Monday, May 1, 2017

The Language of the Unheard

I want to live so densely. lush. and slow in the next few years, that a year becomes ten years, and my past becomes only a page in the book of my life.
Nayyirah Waheed

Ojai, CA

This month delivered two important commemorations: the 50th anniversary of Martin Luther King's "Time to Break the Silence" speech denouncing the war in Vietnam (April 4) and the 25th anniversary of the "L.A. Riots" (April 29).  We joined our sending organization Bartimaeus Cooperative Ministries in the participation of two formal gatherings the first week in April with pastors and community organizers in L.A.  We attended an event at an old black Baptist church in Watts called "Acting in the Spirit of Dr. King: Now Is Our Time to Break Silence." Portions of the speech were read and a panel of leaders talked about the relevancy of King's words today.  We sang James Weldon Johnson's "Lift Every Voice and Sing," the so-called "Black National Anthem," a song Tom first heard before the last college basketball game he ever played (at L.A. Southwest Community College, just a few miles from where we sang in Watts).  The service was a beautiful culmination to the daily Lenten devotional Tom had been organizing for the RadicalDiscipleship.Net blog that he and Lydia Wylie-Kellermann have been curating the last three years.



On Friday and Saturday of that week, we helped staff "Commemorating the 25th Anniversary of the L.A. Uprising," co-organized by BCM and a group called ReconciliAsian, led by Sue and Hyun Hur, a Korean-American couple who pastor a church in Upland. This was, in many ways, a soul-deepening event, with plenty of time given for a range of story-telling from diverse leaders (black, Latina, Asian and white), bearing witness to what they were doing and seeing during those violent days in the aftermath of the acquittal of three police officers in the Rodney King beating trial.



Most of the analysis that I (Tom) remember from back in 1992 (as a high school senior, in that strange time just weeks after winning a CIF basketball championship and weeks before graduating) had racial overtones of "thuggish" black men "looting" stores and "burning down their own neighborhoods" while "hyper-vigilant" Korean business owners protected their stores on rooftops with rifles. The event a few weeks ago in Koreatown was powerful because it got to the roots of this social unrest.  Dr. King described a riot as "the language of the unheard." It is worth quoting a bit more from a speech he gave in Detroit ("The Other America") just three weeks before his assassination:

But it is not enough for me to stand before you tonight and condemn riots. It would be morally irresponsible for me to do that without, at the same time, condemning the contingent, intolerable conditions that exist in our society. These conditions are the things that cause individuals to feel that they have no other alternative than to engage in violent rebellions to get attention.

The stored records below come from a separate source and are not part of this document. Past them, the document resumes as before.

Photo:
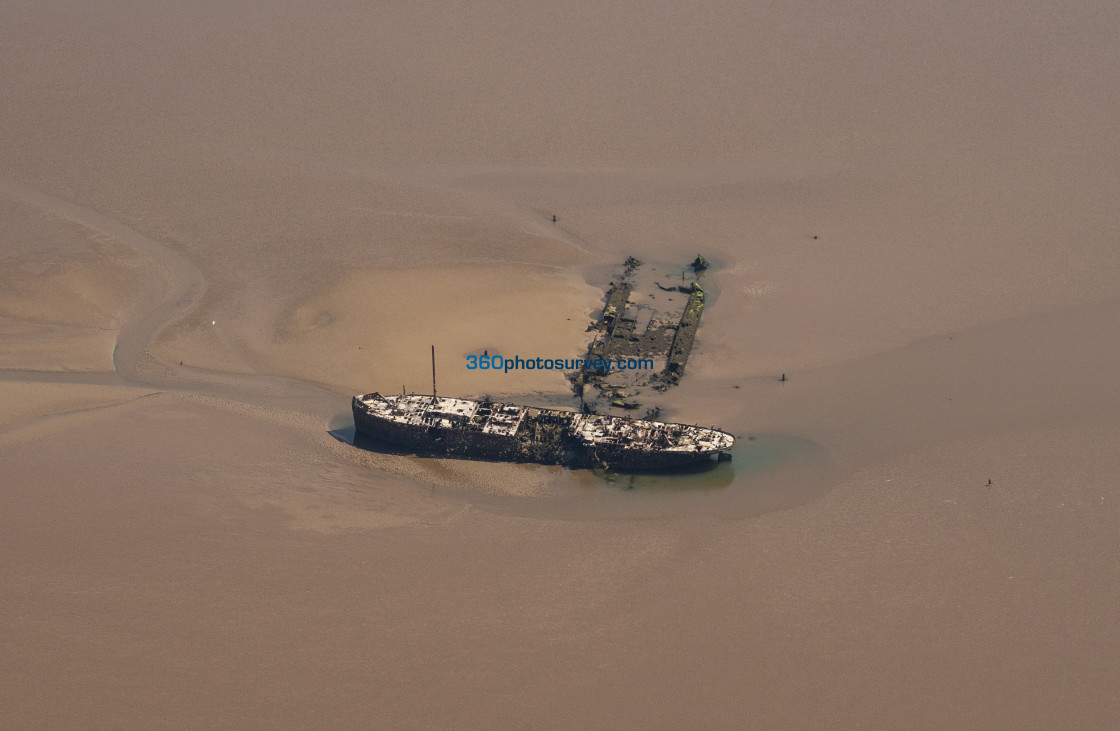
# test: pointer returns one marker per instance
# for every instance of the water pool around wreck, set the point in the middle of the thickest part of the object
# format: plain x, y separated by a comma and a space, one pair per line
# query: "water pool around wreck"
767, 472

The truth of the matter is that black and brown Americans have continued to endure injustice and oppression at the hands of police brutality, mass incarceration, housing, transportation and economic policies that have crippled any hope of having the same opportunities that we had growing up in what King called "the sunlight of opportunity" in Orange County.  The real history (that still affects the present) is that in 1930, city leaders boasted that L.A. was "the whitest, most Protestant city in America."  Black folks were not allowed to live north of Adams Blvd.  Latinos were banned from living west of the L.A. River.

As professor Young Lee Hertig said on the first night of this event, "the real perpetrator is always invisible."  Police caught on film brutalizing and/or fatalizing young black men walk. Banks charge skyrocketing interest rates for mortgages to black and brown families. Schools, largely funded by property taxes, are under-resourced. Jobs are few and prisons are aplenty. Voting rights and political representation are constrained.  The media suffers a vacuum, giving very little time to the perspectives of poor and oppressed people.   The roots of the riot (and all other "violent" acts) are not personal or cultural. They are political and economic.

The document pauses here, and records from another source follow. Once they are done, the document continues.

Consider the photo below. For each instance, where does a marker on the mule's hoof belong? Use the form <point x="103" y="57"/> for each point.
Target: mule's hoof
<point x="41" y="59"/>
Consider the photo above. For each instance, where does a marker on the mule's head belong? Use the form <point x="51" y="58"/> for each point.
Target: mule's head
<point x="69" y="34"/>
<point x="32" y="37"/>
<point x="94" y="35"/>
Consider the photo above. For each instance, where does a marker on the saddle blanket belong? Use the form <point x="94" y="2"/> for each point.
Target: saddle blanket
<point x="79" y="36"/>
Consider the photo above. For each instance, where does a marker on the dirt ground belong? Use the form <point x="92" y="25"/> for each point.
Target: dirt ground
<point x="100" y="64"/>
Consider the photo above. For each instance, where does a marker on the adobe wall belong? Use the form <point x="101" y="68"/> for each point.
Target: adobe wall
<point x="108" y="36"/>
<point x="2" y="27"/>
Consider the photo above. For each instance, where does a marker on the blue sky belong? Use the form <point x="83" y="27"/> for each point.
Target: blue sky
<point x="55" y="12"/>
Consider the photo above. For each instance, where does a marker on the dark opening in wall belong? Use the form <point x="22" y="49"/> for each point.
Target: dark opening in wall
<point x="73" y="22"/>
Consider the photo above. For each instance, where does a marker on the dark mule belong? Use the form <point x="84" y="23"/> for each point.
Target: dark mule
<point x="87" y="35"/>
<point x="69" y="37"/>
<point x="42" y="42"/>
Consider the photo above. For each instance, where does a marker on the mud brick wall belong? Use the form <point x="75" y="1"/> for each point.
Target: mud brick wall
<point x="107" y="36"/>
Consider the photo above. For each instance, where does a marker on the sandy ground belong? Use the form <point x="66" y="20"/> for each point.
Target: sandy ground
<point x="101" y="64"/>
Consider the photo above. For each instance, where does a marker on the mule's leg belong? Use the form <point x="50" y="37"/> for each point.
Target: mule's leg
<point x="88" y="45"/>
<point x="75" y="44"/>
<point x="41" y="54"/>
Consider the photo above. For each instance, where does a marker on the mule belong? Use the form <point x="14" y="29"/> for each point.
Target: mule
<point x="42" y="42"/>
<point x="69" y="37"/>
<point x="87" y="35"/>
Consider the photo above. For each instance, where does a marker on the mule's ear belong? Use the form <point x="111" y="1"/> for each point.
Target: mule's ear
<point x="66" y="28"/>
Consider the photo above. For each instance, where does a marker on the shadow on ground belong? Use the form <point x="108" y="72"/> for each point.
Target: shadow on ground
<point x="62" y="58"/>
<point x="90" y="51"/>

Ten days ago, we drove down to L.A. to join an interfaith gathering, marching through the streets to protest ramped-up deportations.  We congregated in the street in front of Metro Detention Center, where ICE vans are parked in an underground garage.  We could hear dozens of undocumented folks knocking on the windows of their cells in the tower high above us.  Thirty-five religious leaders and community organizers got arrested in a sacred act of civil disobedience.  Photo below: our friend Grecia Reyes-Lopez (in red shirt), an organizer for Clergy and Laity United for Economic Justice, just minutes before arrest.

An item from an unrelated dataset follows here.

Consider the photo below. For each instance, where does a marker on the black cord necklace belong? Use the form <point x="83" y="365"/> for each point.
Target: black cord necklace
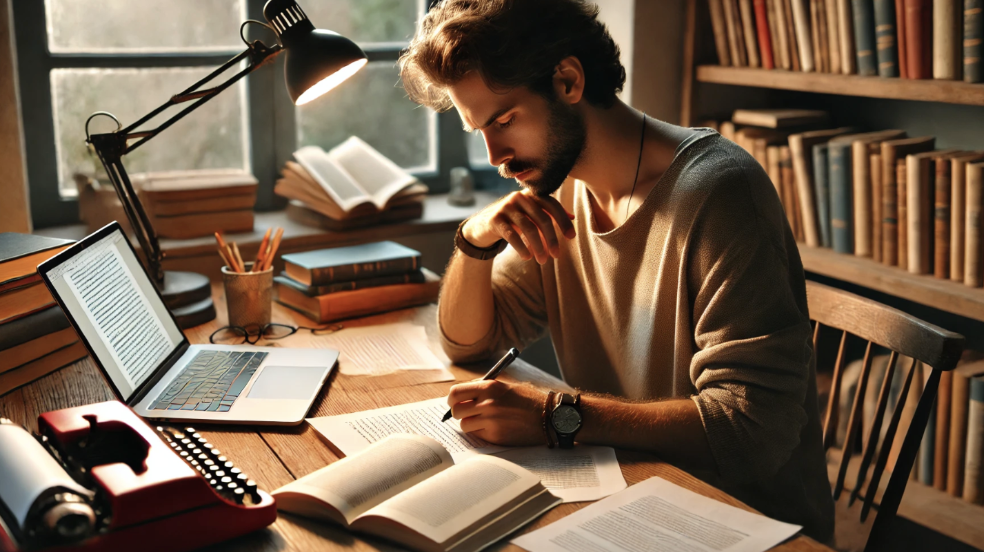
<point x="642" y="141"/>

We are in Ojai for four more weeks and then we'll be returning to Detroit for the summer to re-connect and work with old friends in the city.  This weekend, we are hosting a MarriageStrong group for three couples in the area:  eight sessions in less than forty-eight hours!  It's intense, vulnerable, authentic and always life-giving for us.  Photo below: our Easter Sunday service in the backyard of Sarah, Adella and Erynn's, friends from the Abundant Table Farm Project.